Data on the relationship between body mass index (BMI), thromboembolic events (TEE) and bleeding in patients with atrial fibrillation (AF) are controversial, and further evidence on the risk of such events in obese patients with AF receiving different anticoagulant therapies (OAC) is needed.
We divided a total of 9330 participants from the prospective PREFER in AF and PREFER in AF PROLONGATION registries into BMI quartiles at baseline. Outcome measures were TEE and major bleeding complications at the 1-year follow-up. Without OAC, there was a ≥6-fold increase of TEE in the 4th vs other BMI quartiles (P = .019). OAC equalized the rates of TEE across different BMI strata. The occurrence of major bleeding was highest in patients with BMI in the 1st as well as in the 4th BMI quartile [OR 1.69, 95% CI 1.03-2.78, P = .039 and OR 1.86, 95% CI 1.13-3.04, P = .014 vs those in the 3rd quartile, respectively]. At propensity score-adjusted analysis, the incidence of TEE and major bleeding in obese patients receiving non-vitamin K antagonist oral anticoagulants (NOACs) or vitamin K-antagonist anticoagulants (VKAs) was similar (P ≥ .34).

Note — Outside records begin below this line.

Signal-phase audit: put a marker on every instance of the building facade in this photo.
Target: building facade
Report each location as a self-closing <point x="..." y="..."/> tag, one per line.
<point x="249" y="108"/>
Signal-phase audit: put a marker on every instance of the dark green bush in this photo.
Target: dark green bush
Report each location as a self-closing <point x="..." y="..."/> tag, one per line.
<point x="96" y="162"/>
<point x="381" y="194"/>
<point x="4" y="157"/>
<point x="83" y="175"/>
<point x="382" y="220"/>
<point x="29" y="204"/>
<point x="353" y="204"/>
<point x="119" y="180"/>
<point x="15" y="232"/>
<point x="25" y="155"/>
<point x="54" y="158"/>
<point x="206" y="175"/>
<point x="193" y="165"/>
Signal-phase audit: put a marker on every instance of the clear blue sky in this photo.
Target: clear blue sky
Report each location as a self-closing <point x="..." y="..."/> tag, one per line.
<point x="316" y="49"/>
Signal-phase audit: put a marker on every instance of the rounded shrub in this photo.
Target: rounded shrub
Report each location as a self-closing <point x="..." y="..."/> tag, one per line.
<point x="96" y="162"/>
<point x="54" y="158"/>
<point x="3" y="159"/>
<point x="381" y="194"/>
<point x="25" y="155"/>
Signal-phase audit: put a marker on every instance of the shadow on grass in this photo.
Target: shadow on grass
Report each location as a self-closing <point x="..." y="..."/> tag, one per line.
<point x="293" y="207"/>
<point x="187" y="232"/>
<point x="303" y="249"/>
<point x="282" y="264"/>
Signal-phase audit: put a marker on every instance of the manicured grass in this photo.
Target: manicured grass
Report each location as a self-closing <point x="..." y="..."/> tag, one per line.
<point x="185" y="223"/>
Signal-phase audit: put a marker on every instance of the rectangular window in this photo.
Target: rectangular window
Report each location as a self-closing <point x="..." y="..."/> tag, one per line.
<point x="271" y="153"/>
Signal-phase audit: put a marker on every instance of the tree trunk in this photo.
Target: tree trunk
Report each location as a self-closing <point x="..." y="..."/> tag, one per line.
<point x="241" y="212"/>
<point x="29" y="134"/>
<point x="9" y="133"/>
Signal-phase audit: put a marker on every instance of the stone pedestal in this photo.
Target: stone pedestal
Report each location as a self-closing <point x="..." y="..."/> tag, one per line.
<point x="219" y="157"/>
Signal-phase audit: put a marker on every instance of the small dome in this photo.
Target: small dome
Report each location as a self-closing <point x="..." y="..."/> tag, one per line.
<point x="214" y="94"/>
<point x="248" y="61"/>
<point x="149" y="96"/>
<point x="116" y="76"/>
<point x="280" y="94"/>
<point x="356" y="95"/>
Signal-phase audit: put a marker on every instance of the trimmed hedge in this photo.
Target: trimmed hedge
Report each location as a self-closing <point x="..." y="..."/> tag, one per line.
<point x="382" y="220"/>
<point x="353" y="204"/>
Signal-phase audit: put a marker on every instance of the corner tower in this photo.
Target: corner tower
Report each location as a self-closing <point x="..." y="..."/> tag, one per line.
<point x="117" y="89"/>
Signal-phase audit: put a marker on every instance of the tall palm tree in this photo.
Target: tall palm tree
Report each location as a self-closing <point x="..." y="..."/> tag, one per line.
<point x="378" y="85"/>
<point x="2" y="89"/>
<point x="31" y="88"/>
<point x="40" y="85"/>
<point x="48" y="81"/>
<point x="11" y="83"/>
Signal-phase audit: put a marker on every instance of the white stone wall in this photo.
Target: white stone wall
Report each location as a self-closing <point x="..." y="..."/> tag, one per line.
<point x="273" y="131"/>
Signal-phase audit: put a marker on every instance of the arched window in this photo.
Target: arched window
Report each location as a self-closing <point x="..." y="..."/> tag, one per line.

Our real-world data suggest no obesity paradox for TEE in patients with AF. Obese patients are at higher risk of TEE, and here OAC dramatically reduces the risk of events. We here found a comparable clinical outcome with NOACs and VKAs in obese patients. Low body weight and obesity were also associated with bleeding, and therefore OAC with the best safety profile should be considered in this setting.